José – 46 anos


EU SOU UM SOBREVIVENTE!
Peço desculpa por começar com caps lock, negrito, itálico e sublinhado, o meu testemunho. Esta forma como iniciei, foi a maneira que encontrei para exprimir o orgulho e alegria com que hoje o digo.

O meu nome é José e tenho 46 anos de idade e quase os mesmos de sofrimento silencioso. O facto de o meu nome constar, não se trata de vaidade e de querer aparecer. Mas sim, pelo facto de ter perdido o medo de ter sido vítima de abuso sexual. Algo impensável para mim no início do ano de 2018. Nasci na “maternidade” Associação Quebrar o Silêncio, pelas mãos dos parteiros Ângelo e Cláudia. O que acabei de escrever, representa o que eu achava de mim e da minha vida, para sentir que voltei a ter uma nova vida.

Nunca tive uma infância como a maioria das pessoas. Aos meus seis anos de idade, já tinha bastantes responsabilidades de um adulto. E muito antes dessa idade, já era usado como objeto sexual de alguns homens adultos. Penso que qualquer pessoa com um pouco de sentimentos, poderá imaginar o que daí pode advir.

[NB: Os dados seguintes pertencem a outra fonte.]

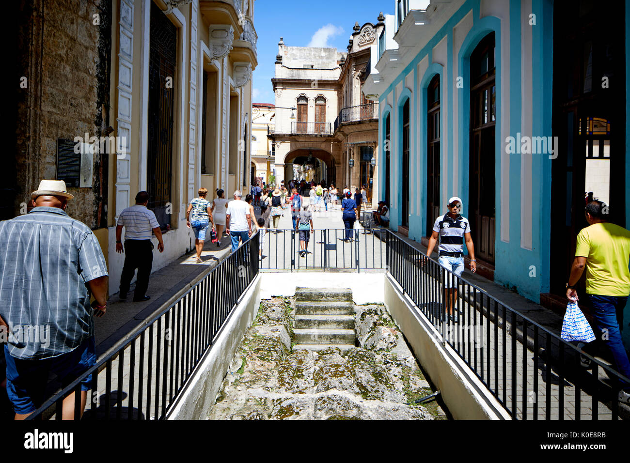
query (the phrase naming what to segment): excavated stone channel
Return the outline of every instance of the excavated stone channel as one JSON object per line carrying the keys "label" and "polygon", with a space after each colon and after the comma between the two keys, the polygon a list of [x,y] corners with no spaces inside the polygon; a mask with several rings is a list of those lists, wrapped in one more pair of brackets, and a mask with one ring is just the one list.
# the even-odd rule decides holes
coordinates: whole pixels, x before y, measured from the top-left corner
{"label": "excavated stone channel", "polygon": [[382,305],[354,306],[355,345],[294,348],[293,298],[263,300],[217,396],[210,420],[445,419]]}

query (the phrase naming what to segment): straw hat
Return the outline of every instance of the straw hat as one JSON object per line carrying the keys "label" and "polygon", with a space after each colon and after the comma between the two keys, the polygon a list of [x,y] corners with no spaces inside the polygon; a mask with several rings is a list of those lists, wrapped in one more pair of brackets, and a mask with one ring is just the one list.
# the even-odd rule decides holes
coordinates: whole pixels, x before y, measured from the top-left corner
{"label": "straw hat", "polygon": [[63,180],[42,180],[37,190],[31,193],[31,198],[35,199],[38,196],[63,196],[68,199],[74,197],[68,193],[66,189],[66,182]]}

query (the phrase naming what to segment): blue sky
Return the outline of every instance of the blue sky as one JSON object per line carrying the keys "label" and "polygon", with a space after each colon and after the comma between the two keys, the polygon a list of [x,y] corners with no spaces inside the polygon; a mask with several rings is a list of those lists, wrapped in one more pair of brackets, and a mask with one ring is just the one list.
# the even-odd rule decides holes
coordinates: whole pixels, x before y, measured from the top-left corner
{"label": "blue sky", "polygon": [[379,12],[394,14],[395,0],[256,0],[258,66],[253,76],[253,103],[275,103],[273,77],[278,42],[289,47],[335,47],[346,51],[355,21],[375,24]]}

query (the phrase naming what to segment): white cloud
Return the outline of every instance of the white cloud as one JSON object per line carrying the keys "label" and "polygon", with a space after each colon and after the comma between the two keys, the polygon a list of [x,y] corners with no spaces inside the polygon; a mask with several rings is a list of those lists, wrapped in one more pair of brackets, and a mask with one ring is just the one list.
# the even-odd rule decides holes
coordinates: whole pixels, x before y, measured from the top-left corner
{"label": "white cloud", "polygon": [[330,47],[330,45],[328,44],[328,40],[341,33],[343,33],[343,28],[334,26],[332,24],[327,24],[316,31],[311,38],[311,42],[306,46],[322,48]]}

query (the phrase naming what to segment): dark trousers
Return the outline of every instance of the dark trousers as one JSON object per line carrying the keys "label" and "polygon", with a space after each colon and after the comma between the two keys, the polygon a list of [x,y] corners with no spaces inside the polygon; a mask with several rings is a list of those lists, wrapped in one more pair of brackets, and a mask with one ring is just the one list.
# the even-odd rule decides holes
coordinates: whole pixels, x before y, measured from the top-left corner
{"label": "dark trousers", "polygon": [[[593,319],[597,331],[596,340],[604,345],[612,357],[612,366],[619,373],[630,378],[630,360],[621,339],[620,326],[623,326],[623,311],[627,296],[600,296],[589,294],[593,307]],[[604,336],[604,333],[605,336]],[[621,386],[630,392],[630,384],[621,382]]]}
{"label": "dark trousers", "polygon": [[353,214],[344,214],[342,216],[343,224],[346,227],[346,239],[352,239],[352,232],[354,231],[354,222],[357,216]]}
{"label": "dark trousers", "polygon": [[144,297],[149,288],[149,276],[153,266],[153,249],[150,239],[125,240],[125,265],[120,275],[120,294],[127,294],[129,285],[134,278],[135,269],[138,276],[135,280],[134,299]]}

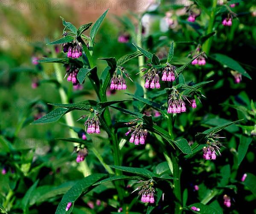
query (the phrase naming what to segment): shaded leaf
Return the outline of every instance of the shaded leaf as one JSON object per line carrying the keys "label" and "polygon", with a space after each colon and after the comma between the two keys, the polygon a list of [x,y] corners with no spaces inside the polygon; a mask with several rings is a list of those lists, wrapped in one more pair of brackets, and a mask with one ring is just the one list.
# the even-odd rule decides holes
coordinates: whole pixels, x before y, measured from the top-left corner
{"label": "shaded leaf", "polygon": [[170,49],[169,49],[169,52],[168,52],[168,57],[167,58],[167,61],[166,63],[169,63],[170,62],[172,59],[173,55],[174,55],[174,42],[172,41],[171,44],[171,46]]}
{"label": "shaded leaf", "polygon": [[48,123],[55,122],[56,121],[58,121],[63,115],[69,111],[69,110],[66,108],[57,108],[38,120],[34,121],[32,123],[32,124]]}
{"label": "shaded leaf", "polygon": [[135,58],[136,57],[141,56],[142,55],[143,55],[143,54],[140,51],[136,51],[136,52],[130,54],[127,54],[126,55],[122,56],[118,59],[117,62],[117,65],[119,66],[122,65],[129,60],[131,60],[134,58]]}
{"label": "shaded leaf", "polygon": [[92,22],[88,24],[81,25],[77,30],[77,32],[76,32],[77,36],[81,36],[81,35],[86,30],[89,29],[91,25],[93,23]]}
{"label": "shaded leaf", "polygon": [[[79,181],[64,195],[56,211],[56,214],[70,214],[72,212],[74,203],[82,194],[91,190],[94,186],[92,185],[103,178],[106,174],[94,174],[86,177]],[[72,205],[68,211],[66,211],[67,205],[69,202]]]}
{"label": "shaded leaf", "polygon": [[62,37],[60,39],[58,39],[53,42],[48,43],[47,45],[56,45],[58,44],[63,44],[63,43],[67,43],[72,42],[74,40],[74,37],[73,36],[66,36]]}
{"label": "shaded leaf", "polygon": [[210,57],[219,62],[222,65],[226,66],[231,69],[237,71],[242,75],[249,78],[250,80],[252,79],[250,75],[239,63],[230,57],[221,54],[215,54],[210,56]]}

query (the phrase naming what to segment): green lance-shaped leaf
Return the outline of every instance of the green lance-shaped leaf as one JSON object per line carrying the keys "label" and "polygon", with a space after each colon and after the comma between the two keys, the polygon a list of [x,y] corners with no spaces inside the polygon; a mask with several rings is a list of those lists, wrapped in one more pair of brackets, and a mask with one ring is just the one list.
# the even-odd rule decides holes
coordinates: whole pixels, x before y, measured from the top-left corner
{"label": "green lance-shaped leaf", "polygon": [[157,111],[160,111],[163,113],[164,113],[165,109],[163,107],[163,106],[160,105],[158,103],[153,102],[153,101],[151,101],[150,100],[145,99],[140,96],[137,96],[136,95],[128,93],[127,94],[131,96],[135,100],[140,101],[141,102],[149,105]]}
{"label": "green lance-shaped leaf", "polygon": [[172,59],[172,58],[173,57],[173,55],[174,55],[174,42],[172,41],[172,43],[171,44],[171,46],[170,47],[170,49],[169,49],[169,52],[168,53],[168,57],[167,58],[167,61],[166,63],[169,63],[170,62]]}
{"label": "green lance-shaped leaf", "polygon": [[134,167],[128,167],[126,166],[110,166],[112,168],[128,172],[132,174],[135,174],[143,176],[148,178],[151,178],[152,177],[157,177],[158,175],[151,172],[149,170],[143,168],[136,168]]}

Acreditem, o corpo violado ao nível físico, para mim, nada é e nada significa hoje. O que dói e o que ficou em trapilhos, foi a alma. Não saber o que é infância, não poder confiar em ninguém, com muita gente ao redor mas só no mundo. Certamente, uma criança que tenha de aprender as coisas da vida da pior maneira, irá ter grandes problemas e dificuldades ao longo da vida. É uma condenação perpétua. O que fiz para merecer isso? Simplesmente existir!

Os anos foram passando, a minha forma de agir com o mundo, foi sempre como se estivesse em estado de guerra com tudo e com todos. Isso, como é de imaginar, traz muitos outros problemas. Poderia enumerar muitas coisas do ser horrível que me tornei. Julgo, no entanto, que não vale a pena descrever o que já não existe.

Foi neste estado que cheguei às mãos dos parteiros acima referidos.

Nunca antes, tinha falado deste assunto com estranhos, só com a minha esposa. Não foi fácil para mim, chegar perto de outro homem e assumir que a minha masculinidade já não era pura. Mas o Ângelo, com a sua forma de ser e estar, não me fez sentir como se eu fosse um “extraterrestre”. Aceitou-me de imediato para que eu fosse acompanhado por um psicólogo da associação. Quando ele me diz que, o psicólogo é uma psicóloga, foi como um balde de água fria. Se já não foi fácil expor-me a um homem, era inconcebível para mim expor-me para uma mulher. E depois, o que sabe uma mulher sobre as dores de um homem sem nunca o ter sido? Foi assim que pensei e disse. Não muito convencido, e para dar uma oportunidade a mim mesmo de poder dizer “eu tinha razão”, lá aceitei o que seria a primeira e última consulta com a Drª Cláudia.

Não sei explicar, também não é importante, só sei que ao fim de alguns minutos, já não via uma mulher à minha frente. Ali estava uma excelente profissional que, afinal sabe bem o que ali está a fazer e que sabe mais das dores e necessidades de um homem ferido psicologicamente, do que eu mesmo sei de mim.

Chorei, alterei-me, ri e voltei a chorar. Os meses foram passando… 1, 2, 3,… comecei a sentir-me bem melhor, ainda que, estivesse longe de estar realmente bem. Deixei de contar os meses.

Foram vários meses que passaram até obter alta. Uma coisa que disse à Drª Cláudia na minha última consulta: “…tenho pena de só agora estar a descobrir coisas novas na vida e ter bem menos anos para tirar proveito.” Penso que isto que disse, mostra bem o tão bem e esperançoso me sinto.

Lamentavelmente, não nasci de novo, o mundo está longe de ser perfeito tal como eu. Sei que vou chorar ainda ao longo da vida. Mas graças a esta equipa da Quebrar o Silêncio, hoje, tenho a certeza, que depois do chorar, vou rir, rir muito e ser feliz. Hoje, sou capaz de traçar objectivos, desviar-me do que me faz mal e procurar a beleza do mundo, a minha beleza. Não há dinheiro que pague o que Eles fizeram por mim. Até porque, o amor não tem preço.

EU SOBREVIVI E AGORA TENHO UMA NOVA VIDA!